Ganz ohne diese Eigenschaften kann aber kein Mensch leben und vor allem Kinder, die künftigen „Arbeitskräfte“ des Kapitals, müssen ein Mindestmaß an Zuwendung erfahren, damit sie für das Kapital funktionsfähig sind.

Der Kapitalismus löst diesen Widerspruch, indem er die „sanften, liebevollen“ Seiten einer Gruppe von Menschen zuweist – den Frauen. Während die andere Gruppe die „harten, konkurrenzfähigen“ Aspekte verkörpern soll und verkörpern muss – die Männer.

Schon dieses System der Zweigeschlechtigkeit ist ein Zwangskorsett. Allein das biologische Geschlecht ist keineswegs binär, sondern weist viele Übergänge auf. Nochmehr ist aber die psychische und sexuelle Konstitution ein Kontinuum vieler verschiedener Eigenschaften und ihrer unendlich vielfältigen Kombination.

Für die als „Frauen“ und „Männer“ definierten Menschen hat die kapitalistische Zweigeschlechtigkeit fatale Konsequenzen. Sie führt zu Spaltungen in der Persönlichkeit, zur Zurichtung der Kinder, und nicht zuletzt zu einer massiven Ungleichverteilung von Produktionsmitteln (vor allem im Besitz von Männern) und Vermögen (ebenfalls vor allem im Besitz von Männern). Auch innerhalb der Lohneinkommen ist diese Spaltung enorm: Frauen verdienen immer noch weniger als Männer.

Der Ansatz der Geschlechterdemokratie versucht diese Ungleichheiten zu überwinden. Allerdings ist er selbst in gewissem Sinn problematisch. Versucht er doch die Integration von „Frauen“ in ein strukturell „männliches“ System. Die als „weiblich“ definierten Qualitäten bleiben dabei ebenso auf der Strecke wie der konkurrenzgetrimmte Leistungsidiot „Mann“ unhinterfragt die „Benchmark“ abgibt. Vor allem aber wird von einer eingeschränkten „Geschlechterdemokratie“ die dem Leiden am Geschlecht zugrundeliegende Struktur des Kapitalismus, die die Welt in Wert und Nicht-Wert, Arbeit und Nicht-Arbeit, Produktion und Re-Produktion spaltet, nicht angetastet.

Grund genug, das Konzept „Geschlechterdemokratie“ kritisch zu hinterfragen und weiterzuentwickeln.

Das versucht auf seine Weise und mit unterschiedlichen Fragestellungen und Zugängen der Sammelband „Über Geschlechterdemokratie hinaus“, der am 29.10. im Klagenfurter Hacek vorgestellt wird.

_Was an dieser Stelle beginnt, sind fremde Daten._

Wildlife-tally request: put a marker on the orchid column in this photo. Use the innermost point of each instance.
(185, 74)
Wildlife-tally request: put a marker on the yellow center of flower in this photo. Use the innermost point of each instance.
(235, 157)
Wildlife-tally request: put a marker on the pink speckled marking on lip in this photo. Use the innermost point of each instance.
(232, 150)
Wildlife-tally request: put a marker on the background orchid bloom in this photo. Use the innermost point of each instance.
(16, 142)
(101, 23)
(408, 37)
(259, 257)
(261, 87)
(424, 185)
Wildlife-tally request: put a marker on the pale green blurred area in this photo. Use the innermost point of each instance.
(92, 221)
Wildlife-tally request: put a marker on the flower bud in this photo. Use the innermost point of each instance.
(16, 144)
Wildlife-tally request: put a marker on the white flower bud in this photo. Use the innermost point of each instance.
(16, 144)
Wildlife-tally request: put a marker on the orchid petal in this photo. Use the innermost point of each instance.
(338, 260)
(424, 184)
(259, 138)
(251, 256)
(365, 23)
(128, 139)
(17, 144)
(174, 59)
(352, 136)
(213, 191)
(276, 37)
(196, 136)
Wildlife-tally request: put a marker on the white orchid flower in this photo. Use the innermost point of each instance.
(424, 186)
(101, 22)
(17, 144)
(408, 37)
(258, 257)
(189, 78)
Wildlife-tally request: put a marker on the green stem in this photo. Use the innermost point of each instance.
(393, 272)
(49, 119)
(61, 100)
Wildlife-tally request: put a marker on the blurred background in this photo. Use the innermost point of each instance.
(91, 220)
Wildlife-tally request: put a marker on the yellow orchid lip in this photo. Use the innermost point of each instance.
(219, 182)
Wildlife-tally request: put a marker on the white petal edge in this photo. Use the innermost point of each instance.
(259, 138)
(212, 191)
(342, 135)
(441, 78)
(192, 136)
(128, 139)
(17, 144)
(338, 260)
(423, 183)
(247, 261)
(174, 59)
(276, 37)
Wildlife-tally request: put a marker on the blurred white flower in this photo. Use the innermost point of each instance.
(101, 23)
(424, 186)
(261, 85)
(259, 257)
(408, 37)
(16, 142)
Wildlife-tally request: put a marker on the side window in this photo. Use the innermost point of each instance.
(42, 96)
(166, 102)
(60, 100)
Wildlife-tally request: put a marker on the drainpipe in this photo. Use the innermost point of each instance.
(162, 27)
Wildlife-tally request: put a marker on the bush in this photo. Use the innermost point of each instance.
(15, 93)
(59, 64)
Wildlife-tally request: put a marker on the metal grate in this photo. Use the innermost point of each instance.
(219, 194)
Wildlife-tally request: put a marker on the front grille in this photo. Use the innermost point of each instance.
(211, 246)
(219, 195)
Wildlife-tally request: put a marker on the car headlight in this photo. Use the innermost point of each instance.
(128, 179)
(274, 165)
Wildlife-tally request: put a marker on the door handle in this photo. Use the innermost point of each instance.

Die Publikation geht folgenden Fragen aus philosophisch-politischer, rechtswissenschaftlich-zeitgeschichtlicher, feministischer und kulturwissenschaftlicher Sicht auf den Grund:

In welchem Spannungsverhältnis stehen repräsentationspolitische bzw. effektiv demokratische, d.h. partizipative Elemente zur Ausgrenzung bzw. Teilhabe von Frauen an der Machtausübung?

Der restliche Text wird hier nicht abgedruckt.